Namun, ada yang bisa saya simpulkan dari cerita Pencuri Bayangan. Tokoh
utamanya selalu berusaha melakukan hal-hal yang ia senangi. Ia senang menolong
orang. Ia senang mencuri bayangan orang lain dan mengobrol dengannya hingga
tahu apa perasaan tersembunyi yang dimiliki oleh si pemilik bayangan.
Dia
tidak didikte oleh siapa pun untuk melakukan semua itu.
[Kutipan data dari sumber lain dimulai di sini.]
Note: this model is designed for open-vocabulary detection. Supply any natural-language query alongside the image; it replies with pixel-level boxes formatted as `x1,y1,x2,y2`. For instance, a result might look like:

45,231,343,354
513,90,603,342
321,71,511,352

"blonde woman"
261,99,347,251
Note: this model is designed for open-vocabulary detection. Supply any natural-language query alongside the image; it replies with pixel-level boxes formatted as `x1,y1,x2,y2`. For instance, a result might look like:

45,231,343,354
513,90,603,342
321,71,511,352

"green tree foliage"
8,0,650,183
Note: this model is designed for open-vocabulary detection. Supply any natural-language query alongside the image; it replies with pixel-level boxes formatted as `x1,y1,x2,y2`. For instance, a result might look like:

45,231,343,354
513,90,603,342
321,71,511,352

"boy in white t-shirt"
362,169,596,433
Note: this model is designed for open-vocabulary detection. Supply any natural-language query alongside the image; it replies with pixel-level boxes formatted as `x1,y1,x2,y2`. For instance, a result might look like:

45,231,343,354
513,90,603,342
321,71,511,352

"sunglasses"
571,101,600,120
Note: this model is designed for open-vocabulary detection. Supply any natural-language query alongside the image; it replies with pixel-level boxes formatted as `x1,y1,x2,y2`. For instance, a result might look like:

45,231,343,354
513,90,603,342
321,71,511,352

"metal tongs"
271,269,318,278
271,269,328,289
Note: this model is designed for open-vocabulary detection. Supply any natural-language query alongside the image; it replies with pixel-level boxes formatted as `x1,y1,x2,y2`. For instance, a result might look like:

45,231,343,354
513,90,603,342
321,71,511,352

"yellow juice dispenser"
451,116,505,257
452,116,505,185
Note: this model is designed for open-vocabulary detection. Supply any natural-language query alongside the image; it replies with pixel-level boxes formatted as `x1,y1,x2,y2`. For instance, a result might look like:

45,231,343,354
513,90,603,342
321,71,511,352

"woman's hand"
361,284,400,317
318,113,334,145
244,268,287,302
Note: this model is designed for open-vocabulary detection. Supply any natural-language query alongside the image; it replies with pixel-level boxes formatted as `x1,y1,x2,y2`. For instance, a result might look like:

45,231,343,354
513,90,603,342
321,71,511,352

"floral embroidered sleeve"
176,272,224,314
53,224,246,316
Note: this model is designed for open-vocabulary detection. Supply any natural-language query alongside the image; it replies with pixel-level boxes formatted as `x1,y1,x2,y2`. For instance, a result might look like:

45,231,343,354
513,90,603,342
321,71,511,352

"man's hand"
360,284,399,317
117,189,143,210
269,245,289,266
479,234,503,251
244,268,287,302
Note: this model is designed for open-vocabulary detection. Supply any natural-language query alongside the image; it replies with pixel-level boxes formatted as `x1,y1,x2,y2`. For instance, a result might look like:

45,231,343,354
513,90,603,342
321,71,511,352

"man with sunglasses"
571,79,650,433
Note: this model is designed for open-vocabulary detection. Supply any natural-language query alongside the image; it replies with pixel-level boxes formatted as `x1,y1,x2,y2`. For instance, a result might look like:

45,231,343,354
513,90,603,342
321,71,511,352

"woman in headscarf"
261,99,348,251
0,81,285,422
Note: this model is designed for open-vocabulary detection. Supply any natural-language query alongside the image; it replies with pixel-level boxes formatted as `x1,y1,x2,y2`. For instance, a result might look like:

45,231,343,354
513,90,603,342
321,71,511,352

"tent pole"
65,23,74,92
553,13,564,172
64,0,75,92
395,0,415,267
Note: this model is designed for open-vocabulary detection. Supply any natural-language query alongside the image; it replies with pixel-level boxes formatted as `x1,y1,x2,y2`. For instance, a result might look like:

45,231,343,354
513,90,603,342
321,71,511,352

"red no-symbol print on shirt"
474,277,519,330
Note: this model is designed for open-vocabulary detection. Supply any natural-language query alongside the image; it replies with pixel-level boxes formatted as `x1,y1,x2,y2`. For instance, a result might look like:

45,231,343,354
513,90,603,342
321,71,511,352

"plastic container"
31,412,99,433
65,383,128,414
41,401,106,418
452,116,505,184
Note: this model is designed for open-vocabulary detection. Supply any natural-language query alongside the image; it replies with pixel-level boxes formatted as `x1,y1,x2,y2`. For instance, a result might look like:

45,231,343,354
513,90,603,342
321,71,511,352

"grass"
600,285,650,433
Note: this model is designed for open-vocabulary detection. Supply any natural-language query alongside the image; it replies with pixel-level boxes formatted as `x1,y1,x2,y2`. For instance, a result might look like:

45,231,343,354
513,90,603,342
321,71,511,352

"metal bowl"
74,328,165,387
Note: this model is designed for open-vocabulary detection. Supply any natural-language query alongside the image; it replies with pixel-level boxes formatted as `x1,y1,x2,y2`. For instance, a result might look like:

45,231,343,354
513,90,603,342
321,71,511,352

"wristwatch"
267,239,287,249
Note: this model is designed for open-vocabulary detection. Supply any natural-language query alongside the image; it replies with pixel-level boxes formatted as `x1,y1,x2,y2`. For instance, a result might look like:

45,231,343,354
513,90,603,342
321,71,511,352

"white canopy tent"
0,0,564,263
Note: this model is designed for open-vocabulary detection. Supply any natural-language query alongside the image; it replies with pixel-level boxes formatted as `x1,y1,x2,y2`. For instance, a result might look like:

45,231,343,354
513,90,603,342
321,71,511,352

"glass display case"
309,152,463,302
Ia melakukannya atas
kehendaknya sendiri. Berdiri dengan kakinya sendiri karena ia tahu apa yang
tengah ia lakukan dan akan ia lakukan. Oh ya, kehilangan yang dialami oleh si
tokoh utama itu bukan bagian ending-nya, jadi saya tidak memberikan bocoran ending.
Kesimpulannya,
walaupun yang namanya kehilangan itu akan terus mengintai, saya akan tetap
melakukan hal yang saya senangi dan memperjuangkan apa yang pantas untuk
diperjuangkan. Impian tidak akan bisa didapatkan tanpa perjuangan, tapi saya
juga akan selalu bersiap diri dengan yang namanya kehilangan. Mengikhlaskannya karena
pada akhirnya saya pun akan kehilangan diri saya sendiri ketika waktunya sudah
datang.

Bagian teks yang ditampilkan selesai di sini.